As with the best riddles, the answer is in the question – just out of curiosity. Good scientists have a lot of it, or they wouldn't be what they are, and a hypothesis like 'God exists, is omniscient, omnipotent and loves all his creations' is a sort of challenge. The fact that the existence of a God, of multiple deities of a variety of genders, of a general anthropomorphic creative principal (a universal headmaster) or whichever mechanism you choose to lay down the essential physical laws that allow the development of life and humanity is orthogonal to the study of those laws, and the universe they have brought into being is recognised by almost all, which doesn't prevent a large percentage of those scientists (who are not all good, by any means; I too have met the 'my theory is right and thou shalt not criticise, let alone devise experiments to disprove it' iconodules, science's equivalents to pedants) are theists for a wide range of different religions, seeing no contradiction in this position.

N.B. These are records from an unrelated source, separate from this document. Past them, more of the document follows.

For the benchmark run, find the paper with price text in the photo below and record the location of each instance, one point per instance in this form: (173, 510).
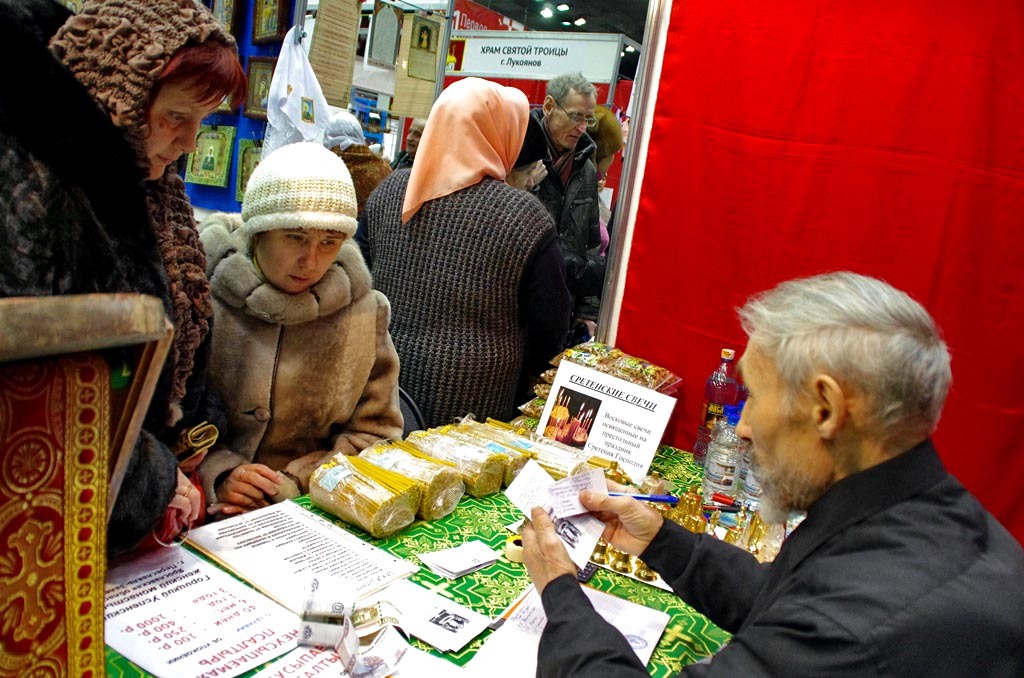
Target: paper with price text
(175, 615)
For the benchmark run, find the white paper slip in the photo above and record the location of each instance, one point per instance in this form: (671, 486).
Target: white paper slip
(432, 618)
(530, 488)
(176, 615)
(579, 533)
(565, 493)
(280, 548)
(317, 662)
(465, 558)
(520, 636)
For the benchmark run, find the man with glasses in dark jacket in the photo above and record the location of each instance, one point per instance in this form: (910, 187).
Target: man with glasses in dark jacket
(569, 191)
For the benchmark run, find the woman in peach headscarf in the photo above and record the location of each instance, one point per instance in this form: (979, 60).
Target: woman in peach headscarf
(470, 264)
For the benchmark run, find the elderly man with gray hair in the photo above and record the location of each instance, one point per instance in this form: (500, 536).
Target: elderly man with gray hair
(896, 569)
(569, 189)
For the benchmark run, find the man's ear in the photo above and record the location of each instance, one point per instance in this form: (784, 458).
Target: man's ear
(829, 407)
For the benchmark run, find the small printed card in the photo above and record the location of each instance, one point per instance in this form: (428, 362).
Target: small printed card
(579, 533)
(460, 560)
(565, 493)
(432, 618)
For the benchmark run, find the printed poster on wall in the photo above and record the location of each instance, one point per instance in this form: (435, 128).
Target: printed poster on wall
(606, 416)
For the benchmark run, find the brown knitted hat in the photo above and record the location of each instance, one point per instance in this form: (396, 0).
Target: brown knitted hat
(118, 48)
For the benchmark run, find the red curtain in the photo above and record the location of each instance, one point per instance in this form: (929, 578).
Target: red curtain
(881, 136)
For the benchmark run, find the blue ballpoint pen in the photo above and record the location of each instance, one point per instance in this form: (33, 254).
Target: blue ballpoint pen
(658, 499)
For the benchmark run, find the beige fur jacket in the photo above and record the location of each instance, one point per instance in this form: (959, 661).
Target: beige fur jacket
(303, 375)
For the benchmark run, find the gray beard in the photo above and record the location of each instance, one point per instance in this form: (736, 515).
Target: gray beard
(784, 493)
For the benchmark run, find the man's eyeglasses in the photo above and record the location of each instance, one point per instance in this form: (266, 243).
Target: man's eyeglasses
(577, 118)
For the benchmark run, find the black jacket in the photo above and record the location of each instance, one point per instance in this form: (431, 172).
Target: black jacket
(574, 209)
(897, 570)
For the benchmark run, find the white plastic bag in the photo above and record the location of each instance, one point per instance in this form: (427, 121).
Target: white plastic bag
(296, 109)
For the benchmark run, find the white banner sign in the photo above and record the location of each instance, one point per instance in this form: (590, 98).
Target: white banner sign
(535, 55)
(605, 416)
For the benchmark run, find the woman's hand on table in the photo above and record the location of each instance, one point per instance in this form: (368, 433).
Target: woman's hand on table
(247, 486)
(186, 499)
(629, 525)
(543, 552)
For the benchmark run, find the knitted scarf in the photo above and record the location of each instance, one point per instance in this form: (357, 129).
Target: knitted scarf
(117, 49)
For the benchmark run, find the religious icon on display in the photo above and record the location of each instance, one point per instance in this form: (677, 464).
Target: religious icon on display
(269, 20)
(259, 74)
(211, 162)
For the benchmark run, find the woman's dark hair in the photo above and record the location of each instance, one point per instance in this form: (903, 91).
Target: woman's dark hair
(211, 68)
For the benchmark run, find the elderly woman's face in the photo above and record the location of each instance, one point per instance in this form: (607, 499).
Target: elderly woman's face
(295, 259)
(174, 118)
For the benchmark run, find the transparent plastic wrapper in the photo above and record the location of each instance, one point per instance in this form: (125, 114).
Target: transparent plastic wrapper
(515, 458)
(532, 409)
(557, 459)
(612, 361)
(482, 471)
(439, 480)
(380, 501)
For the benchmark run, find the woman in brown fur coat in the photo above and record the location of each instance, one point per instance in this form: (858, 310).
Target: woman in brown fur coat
(301, 352)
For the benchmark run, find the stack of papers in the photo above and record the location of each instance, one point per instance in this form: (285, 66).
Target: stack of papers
(463, 559)
(432, 618)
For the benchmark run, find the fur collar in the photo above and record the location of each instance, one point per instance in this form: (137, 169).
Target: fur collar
(237, 283)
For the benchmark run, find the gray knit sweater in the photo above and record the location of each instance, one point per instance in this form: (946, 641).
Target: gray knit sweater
(459, 276)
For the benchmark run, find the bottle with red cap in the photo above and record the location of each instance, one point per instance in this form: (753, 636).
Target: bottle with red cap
(721, 389)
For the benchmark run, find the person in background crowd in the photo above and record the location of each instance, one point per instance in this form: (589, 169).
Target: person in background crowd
(528, 169)
(470, 264)
(607, 135)
(569, 192)
(344, 137)
(403, 160)
(896, 569)
(301, 353)
(97, 206)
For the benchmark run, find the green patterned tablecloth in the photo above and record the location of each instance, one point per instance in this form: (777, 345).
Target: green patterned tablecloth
(688, 637)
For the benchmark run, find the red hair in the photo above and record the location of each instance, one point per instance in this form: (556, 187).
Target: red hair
(212, 70)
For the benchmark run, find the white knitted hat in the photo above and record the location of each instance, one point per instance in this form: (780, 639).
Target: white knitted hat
(299, 185)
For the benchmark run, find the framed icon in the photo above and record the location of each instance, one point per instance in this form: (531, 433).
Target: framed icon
(249, 155)
(269, 20)
(259, 73)
(211, 162)
(229, 13)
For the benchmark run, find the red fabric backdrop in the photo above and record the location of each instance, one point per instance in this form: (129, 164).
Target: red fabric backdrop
(881, 136)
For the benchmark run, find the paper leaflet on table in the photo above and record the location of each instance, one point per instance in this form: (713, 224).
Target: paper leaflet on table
(520, 635)
(176, 615)
(433, 619)
(320, 662)
(280, 548)
(579, 533)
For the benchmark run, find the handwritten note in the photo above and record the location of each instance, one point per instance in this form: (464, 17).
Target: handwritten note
(279, 549)
(565, 493)
(175, 615)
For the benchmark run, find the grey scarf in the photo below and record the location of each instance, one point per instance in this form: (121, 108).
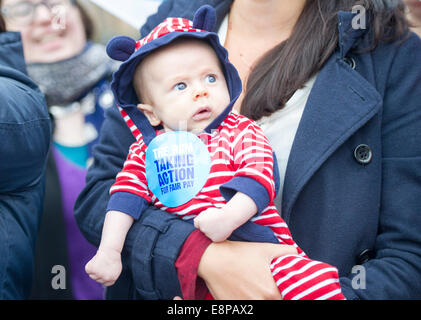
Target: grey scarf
(65, 81)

As indeed there is no contradiction. The two sets of knowledge are independent, non-interacting, each irrelevant to the other. And you can burn infidels at the stake for either, so fun is maintained.


----------



## Ray McCarthy (Oct 15, 2014)

Curiosity is only sometimes science.


----------



## Ray McCarthy (Oct 15, 2014)

Dave said:


> however there are many scientists who are religious and therefore must obviously disagree with me.


False conclusion.
People can be religious or have faith or believe in God quite separately to job or career or being a Scientist. 
(religious or have faith or believe in God can be three unrelated things: I.e. The devil or Satan if real certainly isn't religious or having Faith, people can have the same sort of Faith in things other than God and religion doesn't require Faith or actually a God).


----------



## Parson (Oct 15, 2014)

To deal with the original question of this thread. I think that Science doesn't "have" to do anything. It is a method of inquiry which yields repeatable results given the same inputs. It is based on the so far indisputable conclusion that there are no exceptions to the rule that "results will always be the same if the inputs are always the same." 

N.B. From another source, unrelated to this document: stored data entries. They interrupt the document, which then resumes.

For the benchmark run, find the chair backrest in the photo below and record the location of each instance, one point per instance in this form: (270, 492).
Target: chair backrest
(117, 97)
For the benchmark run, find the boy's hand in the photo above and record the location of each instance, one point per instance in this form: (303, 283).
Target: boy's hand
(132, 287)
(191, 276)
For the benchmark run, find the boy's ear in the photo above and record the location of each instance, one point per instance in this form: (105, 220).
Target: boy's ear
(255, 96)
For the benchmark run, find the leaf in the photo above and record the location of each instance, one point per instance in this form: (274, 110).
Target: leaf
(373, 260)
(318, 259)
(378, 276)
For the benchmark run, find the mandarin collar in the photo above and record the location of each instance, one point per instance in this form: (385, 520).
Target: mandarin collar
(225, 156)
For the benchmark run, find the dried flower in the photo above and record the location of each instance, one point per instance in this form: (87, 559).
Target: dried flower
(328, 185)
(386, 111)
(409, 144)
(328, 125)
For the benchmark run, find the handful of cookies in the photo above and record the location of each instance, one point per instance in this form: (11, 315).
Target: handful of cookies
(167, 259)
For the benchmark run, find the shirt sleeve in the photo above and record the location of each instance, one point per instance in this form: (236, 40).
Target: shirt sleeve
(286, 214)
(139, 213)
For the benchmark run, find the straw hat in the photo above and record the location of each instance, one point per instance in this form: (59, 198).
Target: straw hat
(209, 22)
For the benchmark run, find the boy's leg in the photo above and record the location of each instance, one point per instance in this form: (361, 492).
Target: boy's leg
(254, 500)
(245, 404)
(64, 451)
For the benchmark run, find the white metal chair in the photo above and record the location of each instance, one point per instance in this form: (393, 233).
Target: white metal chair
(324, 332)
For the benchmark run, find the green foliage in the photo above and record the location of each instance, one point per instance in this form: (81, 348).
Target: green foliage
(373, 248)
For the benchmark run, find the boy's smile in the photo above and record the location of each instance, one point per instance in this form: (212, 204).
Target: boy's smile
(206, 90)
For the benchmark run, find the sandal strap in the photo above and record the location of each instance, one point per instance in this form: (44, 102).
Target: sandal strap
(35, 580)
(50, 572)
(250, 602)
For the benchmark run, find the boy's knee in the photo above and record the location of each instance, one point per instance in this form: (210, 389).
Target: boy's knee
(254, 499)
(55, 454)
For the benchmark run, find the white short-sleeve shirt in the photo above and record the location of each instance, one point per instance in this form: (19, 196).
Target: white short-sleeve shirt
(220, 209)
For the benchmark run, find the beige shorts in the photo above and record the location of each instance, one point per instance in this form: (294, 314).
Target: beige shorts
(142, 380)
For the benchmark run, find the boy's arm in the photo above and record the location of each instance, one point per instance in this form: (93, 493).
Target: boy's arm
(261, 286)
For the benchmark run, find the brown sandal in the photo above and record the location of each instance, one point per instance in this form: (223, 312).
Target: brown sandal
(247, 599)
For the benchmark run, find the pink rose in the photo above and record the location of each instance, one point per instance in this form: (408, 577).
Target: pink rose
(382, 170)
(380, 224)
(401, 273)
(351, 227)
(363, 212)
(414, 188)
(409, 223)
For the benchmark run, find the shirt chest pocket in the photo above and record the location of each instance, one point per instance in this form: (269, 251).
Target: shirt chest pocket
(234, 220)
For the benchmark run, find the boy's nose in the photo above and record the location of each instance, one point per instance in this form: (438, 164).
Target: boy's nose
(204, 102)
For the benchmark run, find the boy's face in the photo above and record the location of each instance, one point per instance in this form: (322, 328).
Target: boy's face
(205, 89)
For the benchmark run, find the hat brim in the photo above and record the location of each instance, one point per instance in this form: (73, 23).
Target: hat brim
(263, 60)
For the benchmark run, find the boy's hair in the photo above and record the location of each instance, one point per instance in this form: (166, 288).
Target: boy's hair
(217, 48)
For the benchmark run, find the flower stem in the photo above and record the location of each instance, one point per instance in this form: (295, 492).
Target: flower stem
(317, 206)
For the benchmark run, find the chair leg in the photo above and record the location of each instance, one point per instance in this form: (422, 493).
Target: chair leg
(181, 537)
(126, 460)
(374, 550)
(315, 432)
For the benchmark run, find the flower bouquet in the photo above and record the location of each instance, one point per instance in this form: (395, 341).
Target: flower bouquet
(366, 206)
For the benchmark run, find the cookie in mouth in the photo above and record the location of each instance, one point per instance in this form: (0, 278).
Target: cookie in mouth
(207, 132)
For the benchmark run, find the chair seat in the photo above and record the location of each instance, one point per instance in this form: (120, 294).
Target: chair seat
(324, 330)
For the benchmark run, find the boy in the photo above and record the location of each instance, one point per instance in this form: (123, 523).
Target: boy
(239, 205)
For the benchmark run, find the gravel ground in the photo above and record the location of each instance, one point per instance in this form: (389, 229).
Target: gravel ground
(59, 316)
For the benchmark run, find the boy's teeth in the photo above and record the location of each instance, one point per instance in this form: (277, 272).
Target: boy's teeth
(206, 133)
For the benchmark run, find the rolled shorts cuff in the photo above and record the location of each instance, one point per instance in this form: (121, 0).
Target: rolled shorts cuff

This method of inquiry seems to be inherently at odds with religion which has at its heart that there is truth beyond rational explanation. To hold to that philosophy demands faith in something which has defied any attempt at trial and error provability. Obviously then many scientific researchers hold religious faith to be the haunt of weak minded individuals. Thereby creating the illusion that science, in general, needs to be in conflict with religion, in general.


----------



## paranoid marvin (Oct 15, 2014)

Scientists, like mathemeticians like to deal in definites; they hate variables, and God is the biggest variable of them all. Personally I don't think that scientists try to prove or disprove God; but they may attempt to explain some previously unexplainable occurrences that have been attributed to God. 

And anyway , what would be the point in proving such a thing? Ironically, the more people try to explain that there isn't a God, the stronger, the more determined, the faith of those who believe is. For what is God without faith? 

And in my opinion the more wonders, the more impossibilties that science discovers, the more likelihood that there truly is a God.


----------



## Ursa major (Oct 15, 2014)

TheEndIsNigh said:


> They did have prettier Avatars though.


Thread Bear has come round to your point of view.

Well, he agrees that _your_ end is nigh....


----------



## TheEndIsNigh (Oct 15, 2014)

The existence of god or not will become relevant to those that believe when intelligent life is found on another planet. (hopefully before the end obviously)

For creationists (one's that believe in a maker or some such) they will have three possibilities to consider.

A. They are just wrong.

If this is too unpalatable then there are two possibilities.


B. If the new life form is more advanced: then we were the prototypes (the pigs if you like) and the new top dogs are the ones that really have the maker's favour. And by implication we are at the disposal of the new life form in a similar way a maker might allow his top creation to have rule over a world: say.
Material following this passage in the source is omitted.